In 1942, 300 deportees from Mauthausen concentration camp were transported to Loibl Pass in the Karawanken Mountains between Austria and Yugoslavia. Their task was to carve out, virtually with their bare hands, a strategic tunnel that would give the German panzer divisions access to the Adriatic. They worked fourteen hours a day on minimum rations. They were flogged at random for any word or movement that hinted of sabotage. They had to submit to the sadistic pleasure of the guards, almost all of them homosexual criminals freed from German prisons. Anxious to gain favor with their SS masters, the guards had everything to gain by inventive cruelty.

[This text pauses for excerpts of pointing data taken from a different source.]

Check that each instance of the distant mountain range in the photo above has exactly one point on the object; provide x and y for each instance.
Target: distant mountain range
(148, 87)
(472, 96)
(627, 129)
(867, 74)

Into all this horror walked Paulo Chastagnier. Not since Papillon has there been such an irrepressibly cocky crook-hero as Paulo, twenty-three years old and a black marketeer from Pigalle. He is hell-bent on getting out of Loibl alive. However, it was only his Gallic weakness for pretty girls that, in the end, gave him a lead... After thirty-three years André Lacaze, one of those prisoners who excavated the tunnel, felt compelled to tell the world what happened at Loibl Pass. All the facts and scenes he describes are true, but out of deference to relatives still living, he has disguised all but one of the names of his compatriots: the man to whom the book is dedicated.
THE TUNNEL AT LOIBL PASS is a story of appalling degradation and heroic endurance, yet the drama is shot through with an irresistible comedy, right across its huge cast of Resistance heroes, communists serving officers, students and gunmen, racketeers and pimps, rounded up all over occupied Europe. It is a book that may shock but cannot be ignored.
I'm a bit miffed at this being labelled fiction, the names we're changed and the tunnel and it's history still exist. A great look into human fortitude and social interaction under stress.